- this edition published by Text Publishing 2019
- ISBN 9781922268198
- 356 pages
- translated from Danish by Charlotte Barsland
They were near the edge of the glacier. The sea beneath the helicopter was dense with pack ice. In front of them, the endless whiteness stretched as far as the light could reach. It hurt his eyes. Millions of white crystals. Except in one place. One spot. Right where the mummified Norseman had been found and Aqqalu had kept watch. There, the ice was glossy red.
When a mummified Viking corpse is discovered in a crevasse out on the edge of an ice sheet, journalist Matthew Cave is sent to cover the story. The next day the mummy is gone, and the body of the policeman who was keeping watch is found naked and flayed—exactly like the victims in a gruesome series of murders that terrified the remote town of Nuuk in the 1970s.
As Matt investigates, he is shocked by the deprivation and brutal violence the locals take for granted. Unable to trust the police, he begins to suspect a cover-up. It’s only when he meets a young Inuit woman, Tupaarnaq, convicted of killing her parents and two small sisters, that Matt starts to realise how deep this story goes—and how much danger he is in.
My Take
Here is your chance to be in at the beginning of a new translated Nordic crime fiction series. Matthew Cave is a Danish journalist who has moved to a new job in Nuuk in Greenland, because there are too many reminders in Denmark of what his life might have been like.

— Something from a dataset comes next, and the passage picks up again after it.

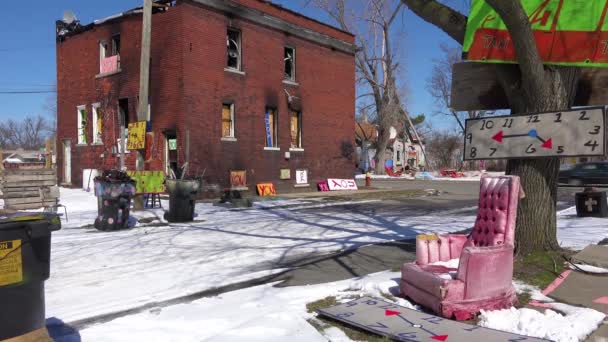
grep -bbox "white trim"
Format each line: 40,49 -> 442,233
224,67 -> 245,76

The reporting of a mummified Viking corpse, possibly over 600 years old, promises to be a story which will bring him and his camerman world wide coverage. But when the corpse disappears overnight and the policeman who was guarding it is murdered, the whole story is hushed up. It reminds one of his colleagues of a 40 year old cold case where 4 locals were murdered in the same way. Matt is asked by his editor to do some research on the events of 49 years earlier/
A satisfyingly complex novel, many plot strands, mnay red herrings.
Be warned - some gruesome bits.
My rating: 4.5
About the author
Master of arctic crime Mads Peder Nordbo has recently returned to Denmark after a long stint in Greenland, where he worked at the town hall in Nuuk. He has written six novels and been published in eighteen languages. The Girl Without Skin, also published by Text, was the first of his books to be translated into English.